Le roman s'ouvre à Petrograd, peu avant la chute de Nicolas II, pendant la révolution de février 1917. Le destin d'Anton Kloboukov, jeune étudiant en droit, fils d'un grand professeur, sera influencé par la rencontre avec deux anciens étudiants de son père : Pankrat Rogachov, bolchevique engagé, idéaliste, qui occupera des fonctions importantes dans la Tcheka, la police secrète de Dzerjinsky, et Piotr Berdichev, partisan de la cause blanche, fidèle au baron Wrangel, le dernier espoir des anticommunistes.
Après la mort de ses parents, Anon vit une brève aventure avec Pacha, l'ancienne servante familiale. Mais leur relation passionnée s'achève lorsque, rentré après plusieurs semaines en prison, Anton est invité par elle à vivre dans un ménage à trois avec un de ses camarades bolcheviques. Il quitte la maison, cherche un emploi de gardien de nuit dans une maison aisée, mais il est soupçonné d'être un agent bolchevique.

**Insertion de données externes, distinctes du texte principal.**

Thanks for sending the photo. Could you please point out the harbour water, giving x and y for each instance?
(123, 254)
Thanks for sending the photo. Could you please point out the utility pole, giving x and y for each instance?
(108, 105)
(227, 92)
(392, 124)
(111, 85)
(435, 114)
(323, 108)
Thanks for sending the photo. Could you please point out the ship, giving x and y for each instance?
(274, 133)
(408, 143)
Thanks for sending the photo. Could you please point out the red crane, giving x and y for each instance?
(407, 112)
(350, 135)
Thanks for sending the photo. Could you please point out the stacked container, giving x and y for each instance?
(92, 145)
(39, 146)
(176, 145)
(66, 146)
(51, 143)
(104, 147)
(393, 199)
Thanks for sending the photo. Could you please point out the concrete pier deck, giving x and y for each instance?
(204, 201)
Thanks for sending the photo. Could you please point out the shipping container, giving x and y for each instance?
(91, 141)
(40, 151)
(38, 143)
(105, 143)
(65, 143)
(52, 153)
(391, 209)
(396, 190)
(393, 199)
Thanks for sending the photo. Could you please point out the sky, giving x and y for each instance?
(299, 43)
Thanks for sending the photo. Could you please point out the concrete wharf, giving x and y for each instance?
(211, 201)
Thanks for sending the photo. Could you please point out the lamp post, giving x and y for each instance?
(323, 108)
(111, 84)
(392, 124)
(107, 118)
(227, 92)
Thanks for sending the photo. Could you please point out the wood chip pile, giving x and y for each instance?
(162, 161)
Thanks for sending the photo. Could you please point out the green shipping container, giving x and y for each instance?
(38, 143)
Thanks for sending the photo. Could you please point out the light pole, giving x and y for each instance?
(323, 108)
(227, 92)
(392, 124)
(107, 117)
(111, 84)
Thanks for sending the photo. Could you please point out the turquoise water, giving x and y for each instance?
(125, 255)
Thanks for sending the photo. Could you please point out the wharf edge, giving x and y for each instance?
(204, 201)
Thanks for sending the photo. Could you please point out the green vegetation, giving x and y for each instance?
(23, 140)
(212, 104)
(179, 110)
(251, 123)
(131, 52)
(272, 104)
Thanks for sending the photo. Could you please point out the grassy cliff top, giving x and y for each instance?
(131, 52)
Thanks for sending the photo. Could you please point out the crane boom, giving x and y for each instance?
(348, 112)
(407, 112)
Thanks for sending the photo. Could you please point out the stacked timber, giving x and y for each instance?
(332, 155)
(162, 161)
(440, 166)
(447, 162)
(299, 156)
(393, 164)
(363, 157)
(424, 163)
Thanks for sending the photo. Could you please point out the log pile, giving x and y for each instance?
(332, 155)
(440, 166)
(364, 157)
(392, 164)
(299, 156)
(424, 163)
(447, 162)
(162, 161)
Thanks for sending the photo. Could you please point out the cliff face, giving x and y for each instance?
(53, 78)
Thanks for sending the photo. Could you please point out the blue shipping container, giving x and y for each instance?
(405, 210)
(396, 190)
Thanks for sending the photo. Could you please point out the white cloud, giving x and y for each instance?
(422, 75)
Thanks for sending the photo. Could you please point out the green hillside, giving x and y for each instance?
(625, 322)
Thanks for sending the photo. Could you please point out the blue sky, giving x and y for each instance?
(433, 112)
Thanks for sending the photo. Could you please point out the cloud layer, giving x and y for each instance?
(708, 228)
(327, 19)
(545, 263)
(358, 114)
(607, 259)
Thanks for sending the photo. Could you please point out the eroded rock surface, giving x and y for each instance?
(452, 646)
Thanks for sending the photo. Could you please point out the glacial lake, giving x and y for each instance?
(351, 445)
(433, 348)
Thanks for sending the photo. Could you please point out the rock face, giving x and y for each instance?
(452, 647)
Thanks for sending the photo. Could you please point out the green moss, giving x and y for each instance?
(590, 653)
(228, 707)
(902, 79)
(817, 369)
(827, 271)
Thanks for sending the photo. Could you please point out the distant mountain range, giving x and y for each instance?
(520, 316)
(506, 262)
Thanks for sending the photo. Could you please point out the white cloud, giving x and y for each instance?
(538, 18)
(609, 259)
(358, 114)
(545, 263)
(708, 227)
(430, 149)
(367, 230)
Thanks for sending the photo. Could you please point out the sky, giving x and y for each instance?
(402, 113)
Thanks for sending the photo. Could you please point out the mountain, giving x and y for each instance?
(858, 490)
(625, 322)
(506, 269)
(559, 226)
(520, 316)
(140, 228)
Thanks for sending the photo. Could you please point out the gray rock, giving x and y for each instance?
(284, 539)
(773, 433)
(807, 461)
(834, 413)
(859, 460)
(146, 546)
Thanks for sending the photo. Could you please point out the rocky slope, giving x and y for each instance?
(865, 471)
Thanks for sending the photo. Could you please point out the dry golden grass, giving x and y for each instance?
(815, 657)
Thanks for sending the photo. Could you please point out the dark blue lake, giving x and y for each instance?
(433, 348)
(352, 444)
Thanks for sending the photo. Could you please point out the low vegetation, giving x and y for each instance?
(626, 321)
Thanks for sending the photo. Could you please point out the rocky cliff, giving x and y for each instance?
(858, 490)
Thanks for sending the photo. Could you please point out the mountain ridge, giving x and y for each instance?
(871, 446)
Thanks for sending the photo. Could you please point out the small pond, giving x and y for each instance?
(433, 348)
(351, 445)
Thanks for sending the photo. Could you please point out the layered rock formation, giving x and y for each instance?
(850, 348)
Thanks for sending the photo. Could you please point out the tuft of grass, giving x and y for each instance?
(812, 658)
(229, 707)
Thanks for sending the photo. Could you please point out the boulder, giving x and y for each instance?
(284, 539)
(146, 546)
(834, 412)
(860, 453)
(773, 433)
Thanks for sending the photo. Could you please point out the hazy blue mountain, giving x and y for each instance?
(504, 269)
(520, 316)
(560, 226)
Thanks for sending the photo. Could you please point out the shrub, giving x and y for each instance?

Avec l'aide de Berdyshev, vieil ami de la famille, Anton s'échappe en Finlande, passe par l'Allemagne et finit en Suisse. Il trouve du travail dans un hôpital à Zurich et gagne la confiance d'un chirurgien particulièrement talentueux qui le persuade de suivre une formation d'anesthésiste.
Il tombe amoureux de Victoria, la compagne d'un jeune homme riche gravement malade, Laurence. Mais cette dernière l'éconduit. Il décide alors de rentrer, rongé par un sentiment de culpabilité. Il arrive à Sébastopol, au moment où l'Armée blanche est en retraite en Crimée et il y retrouve ses anciens amis. À leur contact, les convictions d'Anton vacillent et il finit par admettre que la force est parfois nécessaire et que les blancs auraient du mal à tenir tête aux rouges.
Prisonnier des Polonais, il aidera un Cosaque rouge, grâce aux connaissances médicales acquises à Zurich. « C'est le moment le plus important dans ma vie », pense Anton. La scène, très émouvante, n'est pas sans rappeler Platon Karataev et Pierre Bezoukhov dans Guerre et Paix, de Tolstoï.
Peu de temps après, il assiste impuissant à un pogrome.
Le roman s'achève sur une note de désespoir : Anton envisage une vie solitaire afin de se consacrer à rendre compte de ces événements tragiques.
La construction du roman est particulièrement intéressante. Chaque partie « romanesque » (le roman d'Anton) est suivie d'une sorte de didascalie comprenant le point de vue de l'aristonome, sorte de pensée de l'« homme parfait » ; et le lecteur peut aisément faire lien avec Anton, le personnage central. C'est le moment où auteur et personnage ne font plus qu'un.
Original, inattendu, risqué, le syncrétisme littéraire porté par l'auteur mérite à nos yeux de connaître un prolongement en version française.